Thanks largely to UO world music prof Mark Levy and his fellow prof and spouse Carol Silverman, Eugene has long been graced by visiting and homegrown musicians and dancers from Southern and Eastern Europe. On Friday, Oct. 10, the UO’s World Music series brings Kabile, a Bulgarian band that plays traditional wedding music, to Agate Hall on 18th and Agate. Don’t expect Mendelssohn or Pachelbel — this wedding music, played on gaida (bagpipe), tapan (large two-headed drum), kaval (end-blown flute), gadulka (vertically-held bowed stringed instrument) and accordion, is incredibly virtuosic, dizzyingly danceable and a whole lot of fun. On Oct. 3, Portland’s Underscore Orkestra offers its borscht of Balkan, Gypsy swing and Klezmer at Cottage Grove’s Axe & Fiddle. And on Oct. 4, still another band in the gypsy circus troubadour tradition, Taarka, brings its “seismic Gypsy hypno jazz” to the WOW Hall.
As long as you’re getting hip to odd (for most Americans anyway) rhythms, check out the Global Drum Project at the McDonald on Oct. 3. Grateful Dead drummer Mickey Hart’s latest percussion project enlists master beaters Zakir Hussain (tabla), Giovanni Hidalgo (congas) and Sikiru Adepoju (talking drum) in a multi-culti quartet (enhanced by electronic and other instruments) that generates compelling music far more melodic, atmospheric and complex than you might expect from such virtuosos.

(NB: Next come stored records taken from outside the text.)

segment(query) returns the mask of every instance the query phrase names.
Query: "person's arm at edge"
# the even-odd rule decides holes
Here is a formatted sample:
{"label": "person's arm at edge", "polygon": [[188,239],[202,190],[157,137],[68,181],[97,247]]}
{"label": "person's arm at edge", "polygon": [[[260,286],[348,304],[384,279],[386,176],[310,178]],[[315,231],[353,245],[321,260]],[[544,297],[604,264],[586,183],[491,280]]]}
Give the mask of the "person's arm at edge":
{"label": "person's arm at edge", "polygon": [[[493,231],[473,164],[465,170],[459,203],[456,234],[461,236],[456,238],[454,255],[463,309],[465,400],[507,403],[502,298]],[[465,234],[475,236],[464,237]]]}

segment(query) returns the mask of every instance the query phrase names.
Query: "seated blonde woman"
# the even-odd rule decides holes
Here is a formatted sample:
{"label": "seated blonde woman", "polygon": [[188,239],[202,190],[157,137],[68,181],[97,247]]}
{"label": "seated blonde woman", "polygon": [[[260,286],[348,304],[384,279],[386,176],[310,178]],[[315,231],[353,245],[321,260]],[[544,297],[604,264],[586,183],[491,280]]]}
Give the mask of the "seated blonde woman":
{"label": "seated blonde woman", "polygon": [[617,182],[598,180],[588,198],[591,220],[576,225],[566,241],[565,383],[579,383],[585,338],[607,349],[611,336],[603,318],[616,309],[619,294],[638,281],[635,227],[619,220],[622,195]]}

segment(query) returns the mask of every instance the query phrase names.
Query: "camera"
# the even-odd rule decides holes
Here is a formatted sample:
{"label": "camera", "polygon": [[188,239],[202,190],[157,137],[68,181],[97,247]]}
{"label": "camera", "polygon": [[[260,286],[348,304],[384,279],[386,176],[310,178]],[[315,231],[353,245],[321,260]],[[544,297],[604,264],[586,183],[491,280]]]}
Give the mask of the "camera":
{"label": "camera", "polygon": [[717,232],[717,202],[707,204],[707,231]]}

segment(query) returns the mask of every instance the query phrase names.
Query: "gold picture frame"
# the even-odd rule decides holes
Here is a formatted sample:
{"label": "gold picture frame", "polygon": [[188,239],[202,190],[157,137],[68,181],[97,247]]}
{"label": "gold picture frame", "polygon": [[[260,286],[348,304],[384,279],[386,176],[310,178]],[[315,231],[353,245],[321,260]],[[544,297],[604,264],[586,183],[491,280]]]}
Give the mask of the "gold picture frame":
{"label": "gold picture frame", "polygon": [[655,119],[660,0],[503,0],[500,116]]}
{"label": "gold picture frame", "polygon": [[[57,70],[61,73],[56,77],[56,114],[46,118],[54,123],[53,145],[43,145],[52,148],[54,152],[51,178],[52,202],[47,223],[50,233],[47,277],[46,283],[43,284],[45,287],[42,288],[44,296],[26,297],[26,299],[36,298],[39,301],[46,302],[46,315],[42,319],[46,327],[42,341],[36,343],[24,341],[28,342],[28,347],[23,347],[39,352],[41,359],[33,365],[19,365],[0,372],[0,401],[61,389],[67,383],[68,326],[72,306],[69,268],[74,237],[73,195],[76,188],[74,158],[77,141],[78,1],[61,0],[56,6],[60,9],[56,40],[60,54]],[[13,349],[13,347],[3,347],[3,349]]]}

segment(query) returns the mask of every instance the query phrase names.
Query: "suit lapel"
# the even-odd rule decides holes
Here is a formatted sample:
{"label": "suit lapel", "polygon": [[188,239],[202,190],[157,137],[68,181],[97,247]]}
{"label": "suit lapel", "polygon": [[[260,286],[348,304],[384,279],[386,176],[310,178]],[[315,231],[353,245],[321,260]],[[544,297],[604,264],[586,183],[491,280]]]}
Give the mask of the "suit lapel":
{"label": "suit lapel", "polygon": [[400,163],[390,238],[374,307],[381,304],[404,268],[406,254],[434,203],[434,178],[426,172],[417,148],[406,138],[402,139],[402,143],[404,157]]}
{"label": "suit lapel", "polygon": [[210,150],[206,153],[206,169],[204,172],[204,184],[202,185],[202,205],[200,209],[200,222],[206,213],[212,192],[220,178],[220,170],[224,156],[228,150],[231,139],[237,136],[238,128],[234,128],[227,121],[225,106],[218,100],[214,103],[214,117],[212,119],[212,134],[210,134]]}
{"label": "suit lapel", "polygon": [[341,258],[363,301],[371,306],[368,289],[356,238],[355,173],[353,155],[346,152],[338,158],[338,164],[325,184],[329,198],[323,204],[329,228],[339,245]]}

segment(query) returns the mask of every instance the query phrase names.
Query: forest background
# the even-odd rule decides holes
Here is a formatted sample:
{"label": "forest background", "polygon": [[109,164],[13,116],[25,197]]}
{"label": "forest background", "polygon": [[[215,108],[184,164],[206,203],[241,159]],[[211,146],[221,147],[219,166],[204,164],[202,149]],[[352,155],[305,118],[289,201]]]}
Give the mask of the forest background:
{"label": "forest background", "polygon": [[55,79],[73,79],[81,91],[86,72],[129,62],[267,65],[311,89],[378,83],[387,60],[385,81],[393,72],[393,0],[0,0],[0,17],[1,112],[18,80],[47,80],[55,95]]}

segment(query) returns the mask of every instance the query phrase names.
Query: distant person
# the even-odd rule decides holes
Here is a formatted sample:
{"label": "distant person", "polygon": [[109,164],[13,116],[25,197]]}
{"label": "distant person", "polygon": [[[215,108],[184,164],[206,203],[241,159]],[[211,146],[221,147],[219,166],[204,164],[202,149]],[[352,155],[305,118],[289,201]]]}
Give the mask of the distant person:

Still more world music hits the UO Oct. 15 when Trombones de Costa Rica come to Beall Hall. These award-winning brass masters play classical, Latin, jazz and original contemporary music. On Oct. 14, Markus James & The Wassonrai bring their African-influenced blues to the WOW Hall.
In the midst of this happy foreign invasion, there’s plenty of American music available. On Oct. 4, the Oregon Mozart Players perform another delightful Milhaud work, his Percussion Concerto, along with John Corigliano’s ravishing Voyage for flute and orchestra, Samuel Barber’s plangent Knoxville Summer of 1915 (a classic setting of James Agee’s beautiful prose poem that introduces A Death in the Family), Leonard Bernstein’s jazzy romp Three Dance Episodes from his quintessential New York ballet, On the Town, and Aaron Copland’s A Lincoln Portrait, narrated by that OTHER Frohnmayer. This looks to be one of the best classical concerts of the year. Two more good ones: Oct. 2, when UO faculty member and master pianist Dean Kramer plays Beethoven’s four most famous (in part because they were given picturesque names) piano sonatas at Beall Hall in a benefit for Mt. Pisgah Arboretum; and Oct. 4, when the Oregon Bach Collegium and members of the Consort de Danse Baroque reunify French Baroque music (Couperin, Rameau and others) and dance in its original choreography at Springfield’s Wildish Community Theater. This, too, promises to be one of the most unusual and appealing classical concerts of the season.
But we were speaking of American composers. On Oct. 4, the Shedd brings Meyer/Thile, a pair who started out in pop music and are working their way toward postclassical compositions. Edgar Meyer could have been content with being the greatest bassist alive, raking in the bucks from Nashville session work and superstar gigs. Mandolinist Chris Thile could have milked Nickel Creek’s young bluegrass success. But both have admirably leveraged their pop success to support ambitious creative work: Meyer in chamber and orchestral music and Thile in his recent Punch Brothers album that includes a big song cycle, “The Blind Leaving the Blind.” Their Shedd show will include Bach to bluegrass to originals from their new CD. Another fine instrumentalist, fingerstyle guitarist Larry Pattis, plays a CD release party at Tsunami Books at 5 pm Oct. 4. On Oct. 9, the Shedd hosts UO prof and saxman Carl Woideck’s Jazz Heritage Project, which includes some of the area’s finest jazzers, including fellow UO prof and pianist Toby Koenigsberg.